ONE DAY IN 1985, Dr. Wolfgang Vogel, the famed East German "spy trader," sat down to breakfast at Boston’s historic Parker House with an American lawyer he had retained to defend an East German physicist accused of spying. As they discussed the case, the lawyer noticed two men at a nearby table wearing trench coats despite the indoor warmth. He whispered to Vogel that he suspected they were FBI agents. "What makes you think they are FBI?" asked Vogel. "Their trench coats," the lawyer replied. Vogel smiled wryly: "They could just as easily be KGB. They all get their trench coats from the same manufacturer, you know."

Vogel knew this much about intelligence and law-enforcement officials on both sides of the Iron Curtain: they all shared the same "trench coat" motivations and instincts, regardless of ideology. There was just one difference, but it was all-important to the outcome of their work: those in the West, and particularly in the United States, were constrained by legal institutions that temper individual excesses and abuses of state power. In the Anglo-American West, the culture itself had been shaped by the rule of law.

But as everyone knows, "everything changed" on September 11, 2001, perhaps most worrisomely the rule of law. Indeed, among all the national-security measures taken since that fateful day — including two major foreign wars and the establishment of the Department of Homeland Security — none has been more controversial than the USA Patriot Act.
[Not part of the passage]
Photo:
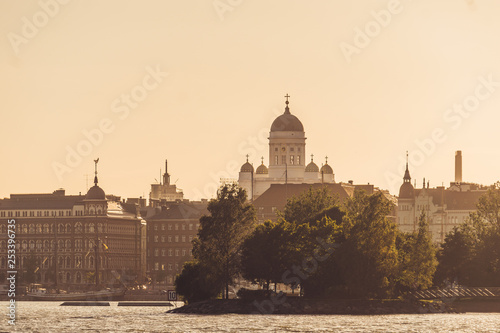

Personally shepherded through Congress by Attorney General John Ashcroft, it authorizes the kinds of things that send shivers down civil libertarians’ spines: invasions of personal privacy, restrictions on financial transactions, racial and ethnic profiling, blurring the line between foreign intelligence and domestic law enforcement, and punitive registration requirements for immigrants and visitors. And that’s just a partial list.

Yet the hue and cry raised over the Patriot Act has distracted most of us from the Bush administration’s far more dangerous assault on another class of liberties, which might be called "threshold rights." After all, the Patriot Act can be rolled back if the people decide that the government has overreached or the emergency has receded, and some provisions of the act have automatic expiration dates. But threshold rights — fair elections, open and publicly accountable government, judicial review of executive action, the right of the accused to a public jury trial, separation of powers among the three branches of government, and the rights to free expression and free association — are structural, and therefore changes to them are more enduring.

Threshold rights enable civil society to know what government is doing and to rein in abuses. Think of it this way: temporary restrictions on some forms of privacy enable the government to know what you are doing, which is troubling enough. Threshold rights enable you to know what the government is doing, and that’s why they form the core of democratic society. The degree to which a society protects threshold rights speaks to whether it is free and open, and whether self-correction can occur without violence. If the press is free, the electorate has open elections, and the courts are performing their sworn duty, even a president who tries to assume the powers of an emperor can be dealt with.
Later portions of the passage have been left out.